Historical population
| Census | Pop. | Note | %± |
| 1840 | 1,928 |  | — |
| 1850 | 2,053 |  | 6.5% |
| 1860 | 2,088 |  | 1.7% |
| 1870 | 2,052 |  | −1.7% |
| 1880 | 1,936 |  | −5.7% |
| 1890 | 1,607 |  | −17.0% |
| 1900 | 1,407 |  | −12.4% |
| 1910 | 1,255 |  | −10.8% |
| 1920 | 1,046 |  | −16.7% |
| 1930 | 1,012 |  | −3.3% |
| 1940 | 1,148 |  | 13.4% |
| 1950 | 1,397 |  | 21.7% |
| 1960 | 1,663 |  | 19.0% |
| 1970 | 2,321 |  | 39.6% |
| 1980 | 3,253 |  | 40.2% |
| 1990 | 3,582 |  | 10.1% |
| 2000 | 3,686 |  | 2.9% |
| 2010 | 3,664 |  | −0.6% |
| 2016 (est.) | 3,586 |  | −2.1% |
U.S. Decennial Census

==Communities and locations in Palermo==
- Catfish - A hamlet in the northeastern part of the town.
- Clifford - A hamlet north of Palermo village.

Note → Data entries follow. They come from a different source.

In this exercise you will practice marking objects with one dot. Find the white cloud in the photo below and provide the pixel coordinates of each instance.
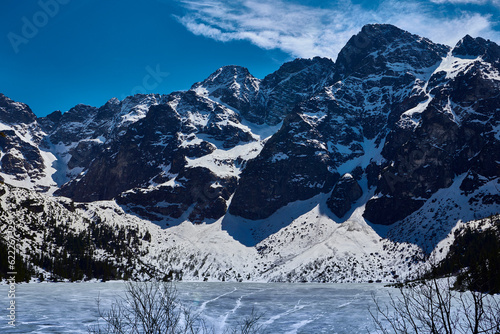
(304, 31)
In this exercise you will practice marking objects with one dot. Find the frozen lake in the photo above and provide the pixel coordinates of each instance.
(286, 308)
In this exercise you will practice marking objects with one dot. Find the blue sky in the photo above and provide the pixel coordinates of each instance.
(55, 54)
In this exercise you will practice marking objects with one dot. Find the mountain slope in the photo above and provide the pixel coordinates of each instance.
(322, 171)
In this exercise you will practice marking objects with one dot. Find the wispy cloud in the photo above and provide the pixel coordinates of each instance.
(305, 31)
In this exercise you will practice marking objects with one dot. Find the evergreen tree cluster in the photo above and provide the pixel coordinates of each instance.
(100, 251)
(474, 258)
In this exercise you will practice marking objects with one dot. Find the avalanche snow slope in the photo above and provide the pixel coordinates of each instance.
(23, 162)
(54, 233)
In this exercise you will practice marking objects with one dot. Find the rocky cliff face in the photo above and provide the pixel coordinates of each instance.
(378, 135)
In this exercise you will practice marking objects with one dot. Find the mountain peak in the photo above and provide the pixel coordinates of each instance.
(225, 76)
(392, 44)
(12, 112)
(477, 47)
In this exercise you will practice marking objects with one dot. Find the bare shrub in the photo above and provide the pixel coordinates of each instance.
(154, 308)
(431, 306)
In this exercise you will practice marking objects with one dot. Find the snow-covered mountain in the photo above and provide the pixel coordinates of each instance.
(352, 170)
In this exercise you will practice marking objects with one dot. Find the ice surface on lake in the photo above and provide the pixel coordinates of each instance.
(286, 308)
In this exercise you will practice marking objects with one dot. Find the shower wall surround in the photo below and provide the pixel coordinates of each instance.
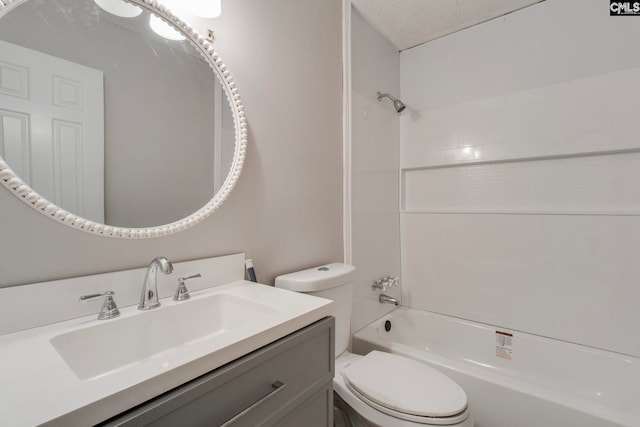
(520, 168)
(374, 169)
(285, 211)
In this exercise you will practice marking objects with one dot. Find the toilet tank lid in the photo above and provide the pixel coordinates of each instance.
(317, 278)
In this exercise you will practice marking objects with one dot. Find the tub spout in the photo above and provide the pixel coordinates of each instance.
(386, 299)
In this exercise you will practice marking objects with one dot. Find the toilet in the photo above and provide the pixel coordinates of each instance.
(379, 389)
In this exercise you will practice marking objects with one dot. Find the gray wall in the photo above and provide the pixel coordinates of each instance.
(286, 211)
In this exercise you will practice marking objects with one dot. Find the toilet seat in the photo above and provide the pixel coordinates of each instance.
(405, 389)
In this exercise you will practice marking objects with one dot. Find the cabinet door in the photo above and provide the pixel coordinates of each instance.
(257, 390)
(315, 412)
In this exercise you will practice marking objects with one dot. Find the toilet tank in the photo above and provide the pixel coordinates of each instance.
(331, 281)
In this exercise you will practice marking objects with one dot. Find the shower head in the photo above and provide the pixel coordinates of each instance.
(397, 104)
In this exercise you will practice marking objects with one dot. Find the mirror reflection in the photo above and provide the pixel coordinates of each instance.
(107, 119)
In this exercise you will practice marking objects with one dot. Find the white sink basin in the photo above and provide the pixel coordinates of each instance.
(113, 344)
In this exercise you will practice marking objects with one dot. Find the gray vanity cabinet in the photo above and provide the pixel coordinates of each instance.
(286, 383)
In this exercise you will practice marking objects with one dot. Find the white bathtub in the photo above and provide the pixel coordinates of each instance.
(542, 383)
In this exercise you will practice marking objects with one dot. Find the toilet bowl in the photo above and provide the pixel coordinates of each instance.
(421, 396)
(378, 389)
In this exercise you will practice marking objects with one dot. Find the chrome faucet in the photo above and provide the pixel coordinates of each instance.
(386, 299)
(149, 297)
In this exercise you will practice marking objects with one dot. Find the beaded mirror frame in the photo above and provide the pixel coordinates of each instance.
(24, 192)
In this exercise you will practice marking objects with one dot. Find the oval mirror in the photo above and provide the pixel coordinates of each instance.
(109, 127)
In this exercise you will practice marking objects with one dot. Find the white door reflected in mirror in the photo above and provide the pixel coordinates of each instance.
(174, 132)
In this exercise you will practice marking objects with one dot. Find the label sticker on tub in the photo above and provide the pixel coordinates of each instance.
(504, 344)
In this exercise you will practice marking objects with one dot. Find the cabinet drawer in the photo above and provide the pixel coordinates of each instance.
(257, 389)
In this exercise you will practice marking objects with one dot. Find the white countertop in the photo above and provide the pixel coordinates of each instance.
(38, 387)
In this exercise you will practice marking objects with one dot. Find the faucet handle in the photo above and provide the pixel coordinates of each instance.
(182, 293)
(385, 283)
(109, 309)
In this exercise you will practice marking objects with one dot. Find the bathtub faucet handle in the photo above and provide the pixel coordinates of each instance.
(385, 283)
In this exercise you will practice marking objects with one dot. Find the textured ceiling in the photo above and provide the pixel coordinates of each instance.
(408, 23)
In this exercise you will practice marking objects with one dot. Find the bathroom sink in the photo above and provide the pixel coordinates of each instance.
(138, 336)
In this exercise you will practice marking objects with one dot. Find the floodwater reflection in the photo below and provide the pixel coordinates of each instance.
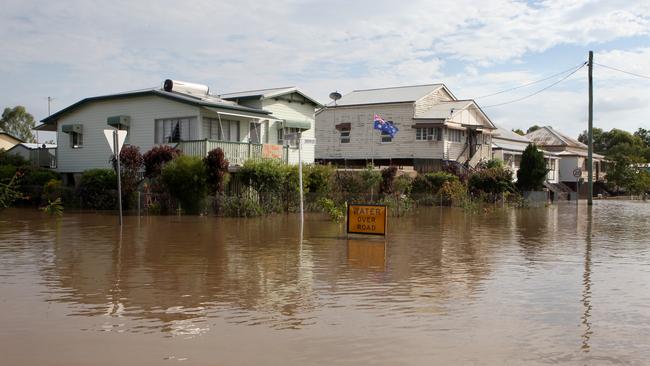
(559, 284)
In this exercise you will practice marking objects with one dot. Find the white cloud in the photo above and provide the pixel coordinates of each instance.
(73, 49)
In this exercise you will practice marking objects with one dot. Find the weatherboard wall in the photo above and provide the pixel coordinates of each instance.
(95, 152)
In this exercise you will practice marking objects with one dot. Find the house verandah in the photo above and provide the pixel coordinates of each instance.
(241, 136)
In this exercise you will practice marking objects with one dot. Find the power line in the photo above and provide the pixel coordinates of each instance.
(623, 71)
(573, 68)
(539, 91)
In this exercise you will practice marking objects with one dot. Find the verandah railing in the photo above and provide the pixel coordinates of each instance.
(236, 152)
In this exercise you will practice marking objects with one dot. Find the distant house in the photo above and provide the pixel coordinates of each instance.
(7, 141)
(294, 111)
(180, 114)
(509, 147)
(42, 155)
(572, 153)
(435, 129)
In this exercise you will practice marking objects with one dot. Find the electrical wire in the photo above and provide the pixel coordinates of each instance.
(539, 91)
(573, 68)
(623, 71)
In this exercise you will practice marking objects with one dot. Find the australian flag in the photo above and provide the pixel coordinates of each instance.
(385, 126)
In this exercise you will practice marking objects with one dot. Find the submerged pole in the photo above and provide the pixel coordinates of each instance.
(116, 149)
(590, 152)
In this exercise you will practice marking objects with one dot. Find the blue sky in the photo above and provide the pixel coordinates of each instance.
(74, 49)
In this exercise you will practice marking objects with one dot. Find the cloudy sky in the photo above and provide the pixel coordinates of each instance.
(74, 49)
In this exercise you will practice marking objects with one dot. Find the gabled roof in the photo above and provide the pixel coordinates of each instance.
(204, 101)
(10, 135)
(446, 110)
(505, 134)
(268, 93)
(400, 94)
(547, 136)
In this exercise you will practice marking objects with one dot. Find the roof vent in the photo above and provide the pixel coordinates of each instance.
(185, 87)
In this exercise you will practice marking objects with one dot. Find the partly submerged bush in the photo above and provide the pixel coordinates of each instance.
(185, 179)
(157, 157)
(98, 189)
(216, 167)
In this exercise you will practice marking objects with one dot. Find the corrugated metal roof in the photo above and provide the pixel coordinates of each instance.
(505, 134)
(547, 136)
(398, 94)
(444, 110)
(207, 101)
(268, 93)
(258, 93)
(509, 145)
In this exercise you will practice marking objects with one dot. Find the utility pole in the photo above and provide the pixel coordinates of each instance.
(590, 158)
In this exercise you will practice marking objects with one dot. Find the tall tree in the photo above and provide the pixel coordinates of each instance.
(532, 170)
(17, 122)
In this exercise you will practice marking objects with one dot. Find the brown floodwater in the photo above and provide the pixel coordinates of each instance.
(556, 285)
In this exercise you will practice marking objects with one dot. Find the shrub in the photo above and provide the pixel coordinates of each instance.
(335, 212)
(266, 177)
(492, 182)
(532, 170)
(453, 193)
(403, 185)
(98, 189)
(240, 207)
(370, 179)
(216, 167)
(12, 159)
(156, 158)
(430, 183)
(185, 179)
(319, 179)
(9, 191)
(131, 162)
(387, 179)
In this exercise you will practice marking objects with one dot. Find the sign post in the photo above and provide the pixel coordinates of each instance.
(366, 219)
(115, 140)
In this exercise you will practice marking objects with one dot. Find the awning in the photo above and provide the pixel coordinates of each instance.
(78, 128)
(343, 126)
(260, 117)
(301, 125)
(118, 121)
(427, 125)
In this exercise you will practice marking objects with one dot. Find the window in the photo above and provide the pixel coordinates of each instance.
(175, 130)
(385, 136)
(345, 135)
(454, 135)
(292, 131)
(224, 130)
(255, 133)
(428, 134)
(76, 140)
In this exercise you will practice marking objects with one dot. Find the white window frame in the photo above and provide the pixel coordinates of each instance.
(344, 135)
(76, 140)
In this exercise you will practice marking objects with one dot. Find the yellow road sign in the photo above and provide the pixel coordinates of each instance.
(367, 219)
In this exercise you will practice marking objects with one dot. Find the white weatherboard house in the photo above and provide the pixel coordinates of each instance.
(179, 114)
(294, 111)
(509, 147)
(435, 128)
(572, 153)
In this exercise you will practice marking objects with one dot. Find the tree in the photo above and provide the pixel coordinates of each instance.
(532, 170)
(17, 122)
(644, 135)
(532, 128)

It was once called "Dentons Corners."
- Cribbs Corners - A hamlet northeast of Palermo village on Route 3.
- East Palermo - A hamlet east of Palermo village.
- Farley Corners - A location at the western town line.
- Loomis Corner - A hamlet south of Palermo village on Route 264.
- Mungers Corners - A hamlet northeast of Palermo village.
- Palermo - The hamlet of Palermo is on Route 3. It is also called "Palermo Center" and was once known as "Jennings Corners."
- Peat Corners - A hamlet south of East Palermo.
- Russ Mills - A hamlet north of East Palermo.
- Russ Pond - A small lake north of Russ Mills.
- Sayles Corners - A location in the northwestern section of the town.
- Sutton Corner - A hamlet near the southern town line at Routes 49 and 264.
- Upson Corner - A hamlet north of East Palermo.
- Vermillion - A hamlet at the northern town boundary on Catfish Creek.